Public meeting law violation? Council discussed city business at a social club, councilman says

A Langley city councilman on Monday admitted that he and other members of the council had in the past discussed city business while at a social club, a potential breach of the state’s Open Public Meetings Act.

Councilman Bruce Allen made the admission after he was called out by another council member for making what she characterized as false statements. He’d been in the process of rebuking claims in a recent letter to the editor, saying that city business had never been discussed at the Holmes Harbor Rod and Gun Club, an organization of which four of the five council members are members.

“I object to that because that’s not true,” Councilwoman Dominique Emerson interrupted.

Allen responded by saying, “There was a time that we went out there that we did talk.”

A few minutes prior, Allen emphatically denied that city business had ever been discussed at the club.

“I’m going to declare right now that we go out there every Friday and we do not discuss business,” Allen said.

After objecting to Allen’s claim, she added that the discussions were why she “stopped going” to the club.

Open meeting laws do allow multiple public officials to gather in quorums at social clubs and functions, but they are prohibited from discussing any city business that may come up for a vote.

According to RCW 42.30.010, the state’s Open Public Meetings Act, deliberations by public officials are supposed to be conducted openly. It goes on to say that the public does “not yield their sovereignty to the agencies which serve them. The people, in delegating authority, do not give their public servants the right to decide what is good for the people to know and what is not good for them to know.”

Conflicts of interest and transparency was the subject of an earlier discussion at the start of the meeting. Mayor Tim Callison announced that a “directive” is to be read at the start of city council and citizen committee meetings to prevent potential conflicts of interests. The directive clarifies that the city council or citizen committee members are obligated to withdraw from involvement “in a matter where there’s a conflict or a perceived conflict, even if they feel certain that they can act impartial.”

The expectation is that public officials will declare at meetings if there are any “apparent, personal or financial” conflict of interest pertaining to any ordinance, resolution, contract, preceding or action pending that is before the city. If there is a conflict of interest, they are obligated to withdraw themselves from the discussion for its duration.

“It’s a statement directly out of our ordinances regarding ethics,” Callison said. “It’s important today, as things are becoming more and more busy around Langley and more matters are being reviewed by both you and city staff and also, of course, the citizen advisory committees to make sure that it’s important and in front of people’s minds.”

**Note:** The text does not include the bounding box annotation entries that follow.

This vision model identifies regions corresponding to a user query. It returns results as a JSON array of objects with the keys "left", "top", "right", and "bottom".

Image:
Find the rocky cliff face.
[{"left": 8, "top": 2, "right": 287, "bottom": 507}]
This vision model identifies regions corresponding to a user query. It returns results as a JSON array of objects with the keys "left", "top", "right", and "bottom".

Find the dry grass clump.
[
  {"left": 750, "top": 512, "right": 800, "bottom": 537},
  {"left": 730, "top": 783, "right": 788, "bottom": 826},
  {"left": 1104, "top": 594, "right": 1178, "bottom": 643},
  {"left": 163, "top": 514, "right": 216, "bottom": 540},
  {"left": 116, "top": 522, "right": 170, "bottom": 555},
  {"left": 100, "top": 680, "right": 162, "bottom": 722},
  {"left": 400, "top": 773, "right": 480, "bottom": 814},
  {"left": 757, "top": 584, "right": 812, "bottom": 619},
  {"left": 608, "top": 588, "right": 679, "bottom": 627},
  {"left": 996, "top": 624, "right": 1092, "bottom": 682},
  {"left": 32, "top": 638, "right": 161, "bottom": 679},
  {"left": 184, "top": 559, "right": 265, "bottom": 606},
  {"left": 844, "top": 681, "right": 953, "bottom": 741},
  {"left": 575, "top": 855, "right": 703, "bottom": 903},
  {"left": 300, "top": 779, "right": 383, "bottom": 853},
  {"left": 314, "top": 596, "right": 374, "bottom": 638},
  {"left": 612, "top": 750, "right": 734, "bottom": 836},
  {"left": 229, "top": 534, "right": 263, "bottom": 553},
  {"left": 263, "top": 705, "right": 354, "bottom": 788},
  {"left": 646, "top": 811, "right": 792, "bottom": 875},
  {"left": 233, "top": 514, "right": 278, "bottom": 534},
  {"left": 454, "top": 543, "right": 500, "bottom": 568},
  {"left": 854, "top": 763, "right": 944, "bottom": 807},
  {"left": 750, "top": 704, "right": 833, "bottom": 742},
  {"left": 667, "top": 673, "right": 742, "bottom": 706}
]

Callison provided the example of former city councilwoman Rene Neff, who he said advocated for city funding for the Island Shakespeare Festival when she was also a member of the body’s board.

“She shouldn’t have done that,” Callison said.

In order to drive home the point, the city council and mayor took turns stating that they would not discuss city business while attending a candidate forum on Oct. 17 at the Langley United Methodist Church.

The city does have an ethics board and its chairman, Bob Frause, was present at the meeting. Frause discussed the rules pertaining to conflicts of interest and transparency, which generated some confusion. Allen questioned whether he needs to announce that he will not discuss city business whenever he’s at the Holmes Harbor Rod and Gun Club.

“Do I need to declare that every time?” Allen asked.

Frause said that the law does not prevent public officials from going to social gatherings, such as those at the club, so long as they are not discussing city business. He said declaring on record at city council meetings that city business will not be discussed at private functions is also helpful.

“Ethically, I think if you’re honest and open about it, you’re doing the right thing,” Frause said.